Diversas são as escolas de mediação, em nosso país, e em vários lugares do mundo, algumas não a distinguindo da conciliação; opção felizmente não adotada pelos nossos legisladores. A distinção muitas vezes sutil, porém essencial, diz respeito ao enfoque, mais amplo ou mais restrito, que é dado ao conflito, e ao seu encaminhamento. A conciliação visa o acordo, a mediação visa a ampliação da consciência do conflito e de seus determinantes, e o estabelecimento da comunicação.
Com a crescente judicialização dos conflitos, a confusão entre os dois institutos, e o privilégio dado ao acordo, atenderia, num engano, à utilização da mediação como forma de desafogar o Judiciário, para o quê aqui se alerta. E, nessa coluna da ConJur, a atenção está voltada à importância de uma noção mais ampla do conflito, por sua vez mais abrangente do que a lide judicial, e quanto ao seu aspecto transformador, e que transcende o acordo.
Com fundamentos na interdisciplinaridade, a mediação aporta ao Direito conhecimentos de outras áreas. Ela representa uma mudança de um paradigma disciplinar para o interdisciplinar, de um enfoque adversarial e negativo do conflito, para um enfoque colaborativo e transformador, de um enfoque objetivo para um enfoque que contemple a complexidade dos conflitos e também seus aspectos subjetivos.
Mudanças de paradigma que acabam, também, por propor o exame das diferenças e conflitos entre as disciplinas, entre as profissões, e das instituições, ademais daqueles próprios aos agentes mediadores. A este último aspecto também diz respeito a formação do mediador. Um caminho promissor, e que merece cuidado.

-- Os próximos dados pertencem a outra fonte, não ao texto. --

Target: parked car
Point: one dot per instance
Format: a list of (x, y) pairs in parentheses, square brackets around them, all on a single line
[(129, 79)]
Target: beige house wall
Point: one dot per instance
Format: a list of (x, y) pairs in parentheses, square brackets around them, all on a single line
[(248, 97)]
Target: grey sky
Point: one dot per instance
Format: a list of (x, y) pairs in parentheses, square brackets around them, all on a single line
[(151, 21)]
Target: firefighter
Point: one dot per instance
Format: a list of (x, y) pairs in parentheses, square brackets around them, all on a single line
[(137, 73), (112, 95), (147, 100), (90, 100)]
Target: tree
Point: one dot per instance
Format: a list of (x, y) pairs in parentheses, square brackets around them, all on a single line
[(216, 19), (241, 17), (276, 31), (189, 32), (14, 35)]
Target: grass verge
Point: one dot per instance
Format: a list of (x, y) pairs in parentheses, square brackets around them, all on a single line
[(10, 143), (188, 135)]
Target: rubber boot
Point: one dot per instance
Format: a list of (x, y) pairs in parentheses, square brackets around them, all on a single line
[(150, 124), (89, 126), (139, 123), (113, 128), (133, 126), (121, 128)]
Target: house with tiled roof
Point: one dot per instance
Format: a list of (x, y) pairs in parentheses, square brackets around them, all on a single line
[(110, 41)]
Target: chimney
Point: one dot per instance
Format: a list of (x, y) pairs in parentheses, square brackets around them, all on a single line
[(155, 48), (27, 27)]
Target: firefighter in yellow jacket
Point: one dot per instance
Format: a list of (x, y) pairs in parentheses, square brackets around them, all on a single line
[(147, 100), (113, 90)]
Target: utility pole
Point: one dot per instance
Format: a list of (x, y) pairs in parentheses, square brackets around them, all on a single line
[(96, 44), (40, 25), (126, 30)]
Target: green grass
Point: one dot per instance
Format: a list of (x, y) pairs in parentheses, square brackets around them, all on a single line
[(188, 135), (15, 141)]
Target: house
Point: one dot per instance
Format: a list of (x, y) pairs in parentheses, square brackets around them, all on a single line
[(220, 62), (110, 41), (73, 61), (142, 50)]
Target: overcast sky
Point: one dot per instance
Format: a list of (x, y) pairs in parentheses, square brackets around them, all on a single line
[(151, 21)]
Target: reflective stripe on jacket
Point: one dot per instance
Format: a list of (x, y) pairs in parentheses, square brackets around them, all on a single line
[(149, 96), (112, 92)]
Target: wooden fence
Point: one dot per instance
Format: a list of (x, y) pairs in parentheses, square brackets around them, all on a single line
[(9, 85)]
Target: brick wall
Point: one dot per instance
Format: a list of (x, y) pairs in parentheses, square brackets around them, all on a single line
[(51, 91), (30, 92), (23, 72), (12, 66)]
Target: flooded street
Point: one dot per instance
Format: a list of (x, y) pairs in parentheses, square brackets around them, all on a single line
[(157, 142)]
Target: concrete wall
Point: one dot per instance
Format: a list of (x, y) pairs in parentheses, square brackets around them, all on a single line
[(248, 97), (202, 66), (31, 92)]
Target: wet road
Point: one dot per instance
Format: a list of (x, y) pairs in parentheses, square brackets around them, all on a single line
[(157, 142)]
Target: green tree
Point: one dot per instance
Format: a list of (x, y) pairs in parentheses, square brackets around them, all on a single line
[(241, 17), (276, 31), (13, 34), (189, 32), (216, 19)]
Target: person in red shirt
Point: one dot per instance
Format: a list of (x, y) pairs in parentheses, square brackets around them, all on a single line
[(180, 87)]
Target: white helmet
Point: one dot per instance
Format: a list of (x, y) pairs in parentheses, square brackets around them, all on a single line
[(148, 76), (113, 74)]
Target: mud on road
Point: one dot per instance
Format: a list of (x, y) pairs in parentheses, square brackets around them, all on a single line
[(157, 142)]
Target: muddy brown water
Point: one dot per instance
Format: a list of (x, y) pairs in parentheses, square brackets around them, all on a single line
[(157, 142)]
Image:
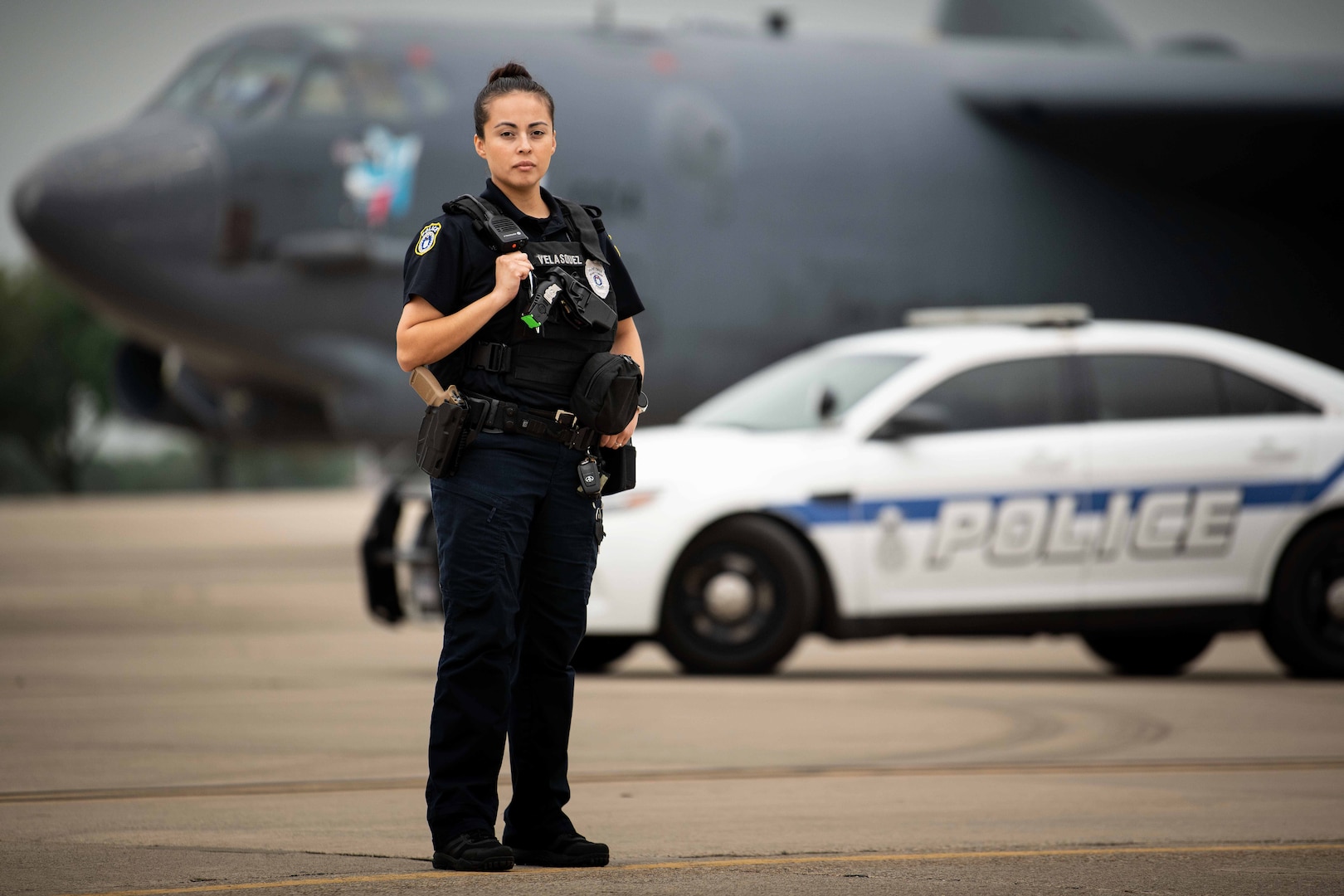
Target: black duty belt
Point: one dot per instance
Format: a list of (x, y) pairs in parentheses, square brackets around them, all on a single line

E mesmo que neste percurso, de discussão e difusão, hajam mais cursos de mediação do que mediações em curso, uma contribuição importante é a da mudança de paradigma e de seus efeitos transformadores na sociedade, e inclusive no Judiciário.
A mediação e sua prática não são novas, mas a sua crescente difusão resulta da compreensão da complexidade dos relacionamentos, menos hierarquizados e mais horizontalizados, da importância crescente dada a afetividade, e da necessidade de uma outra abordagem dos conflitos em suas diversas expressões, ainda mais daqueles que tem demandado a intervenção do Judiciário, dado o fenômeno da judicialização dos conflitos. E esse fenômeno tem levado, de modo negativo, a confundir o conflito com a moldura legal que lhe pode ser dada.
Grande parte do impulso que tem sido dado à mediação também resulta de uma crescente insatisfação com e, também, por parte do próprio Judiciário. E, ainda, resulta da frustração dos profissionais que, a despeito dos esforços e melhores intenções, encontram um descompasso em sua formação e quanto aos meios de que dispõem para atender seus clientes e à vocação e anseio de pacificação das relações.
O Judiciário encontra-se cada vez mais asfixiado com a impossibilidade, não só em atender a uma crescente demanda mas, também, em oferecer a devida prestação jurisdicional aos processos já em tramitação. E, nesse cenário, a mediação emergiria, indevidamente, quase que como um remédio mágico. Mas, mesmo que desconsiderássemos que tal caminho representa um engano, ainda assim a análise estatística demonstra que uma considerável parte dos processos advém do próprio poder público. E, ademais, em diversas contendas o Judiciário é utilizado como forma, veja-se, de protelar a Justiça; o que equivale, por omissão, em se deixar indevidamente utilizar.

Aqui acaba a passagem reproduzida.